One important thing to understand is that convergence necessitates much higher quality, multi-skilled staff. The Apple approach to banking offers one voice—be that via a shop-front, online, or over the phone—supplying, at a basic level, all of the above services. One person helping you clarify your product needs, one person working out your risk profile, one person writing the home loan, one person explaining the savings solutions, and one person rendering basic retirement, tax and insurance advice. Those more exacting (wholesale) consumers can be siphoned off into a higher value-add and more costly private banking realm, or discarded altogether for other, specialist companies to capture.

If future banking is all about convergence, it is also, just like Apple, all about innovation. Unfortunately, innovation got a bad rap during the last crisis. Some regulators have even canvassed thwarting innovation. But it is only innovation that can, in the long-term, improve our living standards. Innovation is the engine responsible for human progress. And, unsurprisingly when you think about it, innovation goes hand-in-hand with failure. In order to improve our way of life, we have to first confront failure. It is by making mistakes, and establishing what does not work, that we eventually learn what does. Ask Steve Jobs whether there is any short-cut to inventing stuff. While luck certainly plays its part, most advances in human knowledge come about through an iterative process of trial and error.

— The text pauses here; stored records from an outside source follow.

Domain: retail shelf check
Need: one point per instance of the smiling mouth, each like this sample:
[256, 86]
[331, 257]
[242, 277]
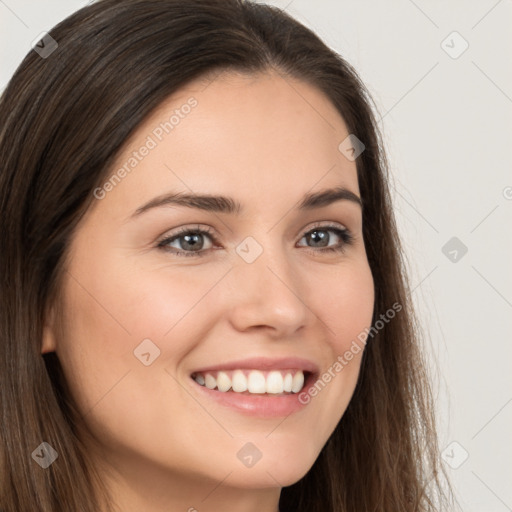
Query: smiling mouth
[254, 382]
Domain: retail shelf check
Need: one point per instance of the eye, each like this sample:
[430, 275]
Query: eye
[320, 237]
[188, 242]
[198, 241]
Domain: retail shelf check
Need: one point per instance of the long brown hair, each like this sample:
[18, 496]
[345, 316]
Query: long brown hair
[64, 119]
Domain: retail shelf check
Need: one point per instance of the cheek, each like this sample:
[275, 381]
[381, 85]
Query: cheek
[345, 302]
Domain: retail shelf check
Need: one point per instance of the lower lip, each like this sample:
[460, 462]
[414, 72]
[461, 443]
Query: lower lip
[266, 406]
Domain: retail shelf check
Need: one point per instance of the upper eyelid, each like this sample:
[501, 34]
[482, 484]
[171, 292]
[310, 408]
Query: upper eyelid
[213, 235]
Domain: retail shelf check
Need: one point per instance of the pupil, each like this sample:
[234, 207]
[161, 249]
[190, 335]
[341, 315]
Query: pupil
[319, 236]
[191, 241]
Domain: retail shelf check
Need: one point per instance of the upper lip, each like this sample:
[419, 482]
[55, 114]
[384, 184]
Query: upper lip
[263, 363]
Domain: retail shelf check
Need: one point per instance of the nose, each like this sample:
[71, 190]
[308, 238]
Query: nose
[268, 294]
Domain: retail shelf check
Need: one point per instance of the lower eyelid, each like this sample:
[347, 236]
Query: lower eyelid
[343, 233]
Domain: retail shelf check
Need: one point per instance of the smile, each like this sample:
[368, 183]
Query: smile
[274, 382]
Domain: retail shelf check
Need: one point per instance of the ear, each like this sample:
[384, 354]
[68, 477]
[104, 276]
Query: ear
[49, 342]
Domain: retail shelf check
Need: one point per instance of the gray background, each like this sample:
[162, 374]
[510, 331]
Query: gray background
[447, 122]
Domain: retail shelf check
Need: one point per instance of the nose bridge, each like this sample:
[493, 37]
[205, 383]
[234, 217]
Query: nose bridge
[268, 291]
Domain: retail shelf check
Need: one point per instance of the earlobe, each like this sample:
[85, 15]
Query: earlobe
[48, 342]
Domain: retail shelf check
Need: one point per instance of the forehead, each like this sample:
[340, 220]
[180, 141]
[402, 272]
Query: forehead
[260, 136]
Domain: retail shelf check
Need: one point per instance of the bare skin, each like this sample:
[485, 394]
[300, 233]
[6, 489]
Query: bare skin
[166, 447]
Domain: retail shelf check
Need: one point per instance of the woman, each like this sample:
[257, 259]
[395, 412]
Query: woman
[274, 367]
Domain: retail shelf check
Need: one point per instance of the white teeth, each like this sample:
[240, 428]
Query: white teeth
[223, 381]
[239, 382]
[298, 382]
[254, 381]
[287, 384]
[275, 382]
[209, 381]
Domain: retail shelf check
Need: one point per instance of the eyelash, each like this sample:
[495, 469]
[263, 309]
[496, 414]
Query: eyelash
[344, 234]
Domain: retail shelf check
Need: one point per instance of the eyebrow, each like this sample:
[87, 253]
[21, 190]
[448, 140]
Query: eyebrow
[222, 204]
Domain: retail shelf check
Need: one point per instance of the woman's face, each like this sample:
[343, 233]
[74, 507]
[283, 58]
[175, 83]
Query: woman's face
[147, 302]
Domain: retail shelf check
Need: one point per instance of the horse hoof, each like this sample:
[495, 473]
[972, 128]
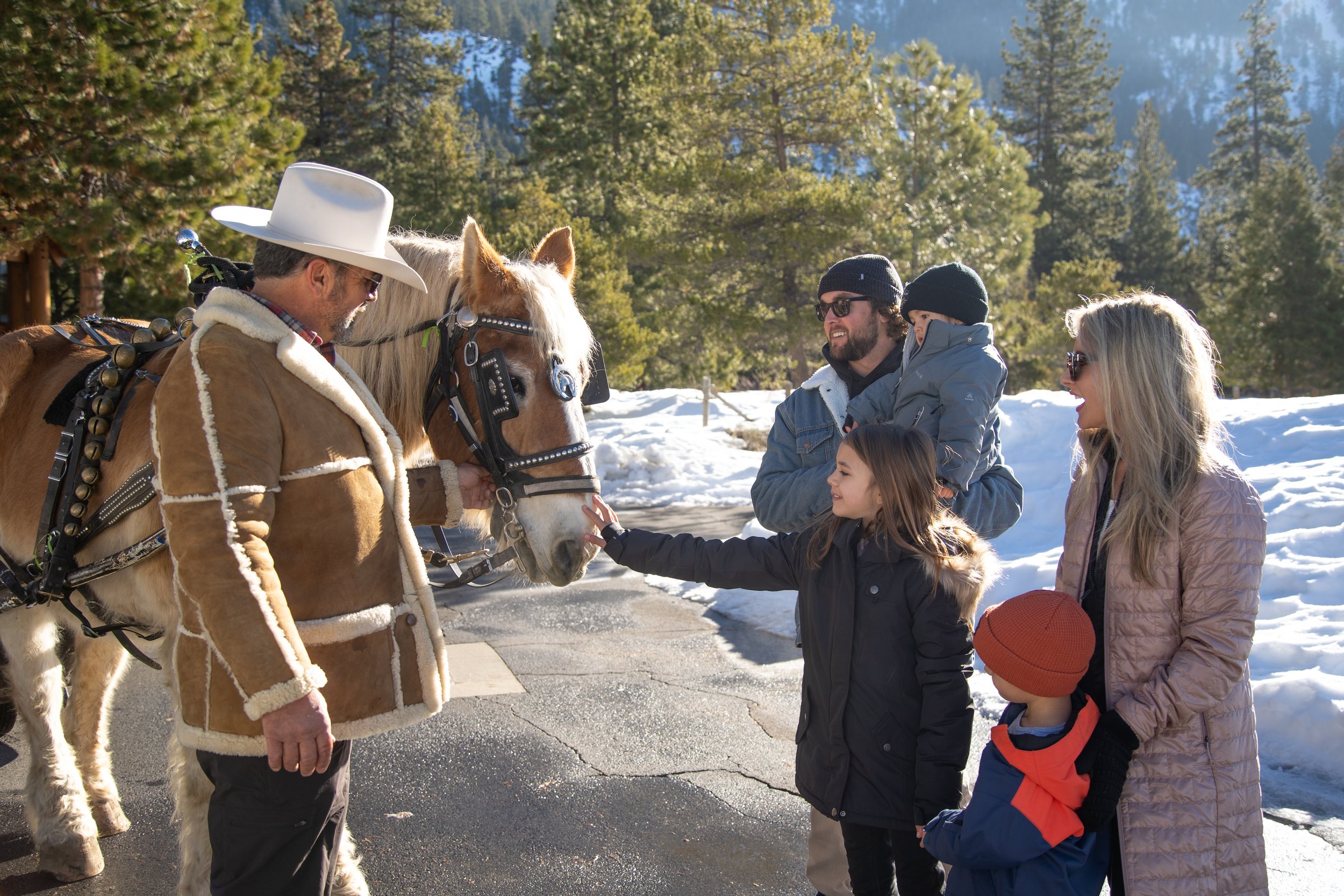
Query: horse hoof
[70, 860]
[109, 819]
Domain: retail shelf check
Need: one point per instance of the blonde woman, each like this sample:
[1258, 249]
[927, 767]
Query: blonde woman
[1163, 546]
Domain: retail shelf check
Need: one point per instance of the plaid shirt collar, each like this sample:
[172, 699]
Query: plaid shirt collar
[294, 323]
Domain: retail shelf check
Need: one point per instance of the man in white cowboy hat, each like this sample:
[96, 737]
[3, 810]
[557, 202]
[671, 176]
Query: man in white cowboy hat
[307, 618]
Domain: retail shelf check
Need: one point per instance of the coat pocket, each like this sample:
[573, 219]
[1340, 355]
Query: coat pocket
[804, 714]
[346, 626]
[815, 441]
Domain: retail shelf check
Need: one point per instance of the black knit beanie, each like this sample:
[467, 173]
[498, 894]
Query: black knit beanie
[871, 276]
[949, 289]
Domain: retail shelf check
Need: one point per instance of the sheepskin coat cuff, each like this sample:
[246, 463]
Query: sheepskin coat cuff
[436, 497]
[284, 693]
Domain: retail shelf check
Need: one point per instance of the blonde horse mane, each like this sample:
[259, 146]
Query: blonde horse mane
[388, 369]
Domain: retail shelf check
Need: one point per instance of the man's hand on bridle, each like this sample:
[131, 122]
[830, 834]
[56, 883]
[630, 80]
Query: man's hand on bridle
[476, 485]
[299, 735]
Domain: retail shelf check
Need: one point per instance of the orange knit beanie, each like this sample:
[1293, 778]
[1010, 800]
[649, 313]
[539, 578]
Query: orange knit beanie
[1039, 641]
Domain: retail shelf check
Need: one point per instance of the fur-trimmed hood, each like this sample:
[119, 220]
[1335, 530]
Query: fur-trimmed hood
[967, 575]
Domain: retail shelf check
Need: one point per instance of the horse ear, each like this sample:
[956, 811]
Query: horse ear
[557, 249]
[482, 265]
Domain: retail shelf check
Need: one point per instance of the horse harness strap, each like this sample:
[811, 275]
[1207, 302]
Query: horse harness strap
[89, 437]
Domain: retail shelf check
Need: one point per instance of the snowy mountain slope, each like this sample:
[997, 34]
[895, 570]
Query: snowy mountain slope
[1179, 53]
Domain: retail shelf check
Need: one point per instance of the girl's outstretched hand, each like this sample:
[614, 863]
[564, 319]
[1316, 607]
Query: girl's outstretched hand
[603, 516]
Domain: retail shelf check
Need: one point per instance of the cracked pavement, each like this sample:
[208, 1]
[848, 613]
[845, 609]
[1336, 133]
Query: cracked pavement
[652, 752]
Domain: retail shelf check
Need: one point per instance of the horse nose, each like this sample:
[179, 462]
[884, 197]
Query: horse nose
[569, 558]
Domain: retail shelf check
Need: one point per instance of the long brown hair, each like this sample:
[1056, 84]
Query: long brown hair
[912, 519]
[1154, 366]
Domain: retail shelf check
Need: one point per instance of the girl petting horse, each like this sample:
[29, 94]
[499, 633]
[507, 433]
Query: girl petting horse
[888, 583]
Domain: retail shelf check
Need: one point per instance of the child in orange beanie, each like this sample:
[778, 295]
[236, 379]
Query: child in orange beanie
[1020, 833]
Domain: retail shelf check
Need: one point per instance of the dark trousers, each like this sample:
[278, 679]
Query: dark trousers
[275, 832]
[873, 854]
[1116, 873]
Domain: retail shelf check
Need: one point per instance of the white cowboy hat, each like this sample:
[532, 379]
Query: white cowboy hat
[328, 213]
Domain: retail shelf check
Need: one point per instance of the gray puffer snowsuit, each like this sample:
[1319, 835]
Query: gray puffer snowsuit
[949, 388]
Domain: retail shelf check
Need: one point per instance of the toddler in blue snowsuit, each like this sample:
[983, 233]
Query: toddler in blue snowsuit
[1020, 835]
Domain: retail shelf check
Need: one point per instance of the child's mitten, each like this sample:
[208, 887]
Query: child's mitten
[1111, 749]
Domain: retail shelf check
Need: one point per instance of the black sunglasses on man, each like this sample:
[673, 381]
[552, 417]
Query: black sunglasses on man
[840, 307]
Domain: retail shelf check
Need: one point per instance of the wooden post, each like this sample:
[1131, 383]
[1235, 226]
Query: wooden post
[90, 288]
[39, 283]
[18, 295]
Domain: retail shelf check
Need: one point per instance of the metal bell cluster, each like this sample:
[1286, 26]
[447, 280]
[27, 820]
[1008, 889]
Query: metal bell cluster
[105, 399]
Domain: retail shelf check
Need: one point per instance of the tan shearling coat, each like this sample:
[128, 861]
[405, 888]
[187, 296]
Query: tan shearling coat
[288, 515]
[1176, 671]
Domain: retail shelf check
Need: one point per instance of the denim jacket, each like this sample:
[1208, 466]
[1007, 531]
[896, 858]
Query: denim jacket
[791, 488]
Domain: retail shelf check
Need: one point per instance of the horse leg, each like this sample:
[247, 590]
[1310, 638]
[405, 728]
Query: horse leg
[191, 793]
[98, 666]
[350, 879]
[54, 797]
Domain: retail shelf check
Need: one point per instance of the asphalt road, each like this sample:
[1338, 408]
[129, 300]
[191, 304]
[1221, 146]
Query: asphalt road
[651, 752]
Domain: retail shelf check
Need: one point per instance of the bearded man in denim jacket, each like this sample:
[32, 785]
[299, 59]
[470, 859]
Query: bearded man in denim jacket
[858, 302]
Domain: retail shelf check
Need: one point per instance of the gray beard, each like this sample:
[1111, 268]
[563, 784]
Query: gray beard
[342, 328]
[859, 343]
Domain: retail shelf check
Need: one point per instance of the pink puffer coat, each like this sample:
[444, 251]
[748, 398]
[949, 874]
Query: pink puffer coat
[1176, 669]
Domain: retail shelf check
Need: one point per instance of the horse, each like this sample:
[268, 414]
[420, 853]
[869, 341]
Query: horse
[70, 797]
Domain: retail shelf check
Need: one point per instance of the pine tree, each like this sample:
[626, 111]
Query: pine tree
[1280, 326]
[1151, 253]
[759, 192]
[324, 89]
[1259, 125]
[1030, 331]
[130, 119]
[592, 108]
[1057, 97]
[404, 44]
[603, 285]
[1332, 195]
[949, 184]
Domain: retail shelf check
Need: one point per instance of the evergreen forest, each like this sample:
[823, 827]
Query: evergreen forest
[713, 159]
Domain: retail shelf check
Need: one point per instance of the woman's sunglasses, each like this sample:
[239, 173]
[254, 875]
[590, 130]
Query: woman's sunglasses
[1074, 364]
[840, 307]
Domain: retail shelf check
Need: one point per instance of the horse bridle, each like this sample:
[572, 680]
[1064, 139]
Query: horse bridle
[498, 402]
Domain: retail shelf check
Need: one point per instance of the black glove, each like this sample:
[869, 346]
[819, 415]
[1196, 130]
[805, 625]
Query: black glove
[1106, 759]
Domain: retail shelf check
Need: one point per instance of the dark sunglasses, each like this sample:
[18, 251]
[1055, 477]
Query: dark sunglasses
[1074, 364]
[840, 307]
[373, 280]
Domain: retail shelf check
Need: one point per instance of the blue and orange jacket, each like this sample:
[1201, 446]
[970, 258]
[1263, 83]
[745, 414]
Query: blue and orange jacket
[1020, 833]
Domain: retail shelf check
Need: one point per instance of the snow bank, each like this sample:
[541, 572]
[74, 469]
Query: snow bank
[652, 450]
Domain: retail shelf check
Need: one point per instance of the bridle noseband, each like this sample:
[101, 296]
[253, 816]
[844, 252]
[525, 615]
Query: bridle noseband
[498, 402]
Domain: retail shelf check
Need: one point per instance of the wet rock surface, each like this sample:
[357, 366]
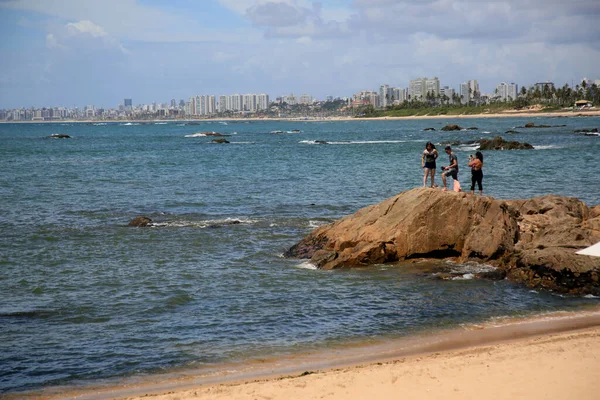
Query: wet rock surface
[530, 241]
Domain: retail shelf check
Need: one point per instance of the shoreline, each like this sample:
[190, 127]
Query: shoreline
[280, 375]
[509, 114]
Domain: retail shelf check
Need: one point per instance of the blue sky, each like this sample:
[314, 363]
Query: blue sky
[79, 52]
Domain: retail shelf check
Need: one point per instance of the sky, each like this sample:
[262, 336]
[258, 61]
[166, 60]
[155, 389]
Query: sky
[82, 52]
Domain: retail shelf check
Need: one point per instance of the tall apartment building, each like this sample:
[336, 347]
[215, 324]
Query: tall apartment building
[305, 99]
[448, 92]
[543, 85]
[398, 95]
[432, 86]
[507, 91]
[385, 96]
[469, 90]
[262, 101]
[416, 88]
[419, 88]
[365, 96]
[201, 105]
[291, 99]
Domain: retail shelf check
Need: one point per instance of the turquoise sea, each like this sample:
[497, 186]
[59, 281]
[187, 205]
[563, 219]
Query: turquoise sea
[84, 298]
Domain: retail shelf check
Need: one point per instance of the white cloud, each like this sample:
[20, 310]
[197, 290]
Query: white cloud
[51, 41]
[87, 27]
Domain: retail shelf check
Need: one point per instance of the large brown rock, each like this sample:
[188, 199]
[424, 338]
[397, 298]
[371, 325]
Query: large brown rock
[414, 224]
[552, 228]
[533, 241]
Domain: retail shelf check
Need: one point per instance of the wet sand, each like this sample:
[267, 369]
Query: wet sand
[507, 114]
[551, 357]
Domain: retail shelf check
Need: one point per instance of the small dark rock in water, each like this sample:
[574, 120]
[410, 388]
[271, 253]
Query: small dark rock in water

We therefore want an economic system that actively encourages entrepreneurs and innovators to take risks, to try to go where nobody has ventured before, and, for a fortunate minority, to eventually prevail through persistence (reaping commensurate rewards). Think of all the failures that preceded everything that we take for granted in our lives: the medicines, vaccines, cars, telephones, computers, x-rays, aeroplanes, TVs, credit cards, savings products, and so on. Each of these inventions can lay claim to graveyards full of failures.

In summary, there are diminishing returns to efficiency and cost improvements in retail banking. The highest-growth firms of the future will be those that seek to creatively redefine their service models, and engineer valuable new savings and investment experiences for their customers. And here there will be opportunities for new entrants, which don't suffer the baggage of legacy platforms and switching costs. New entrants also probably have the advantage of fresh, unencumbered thinking.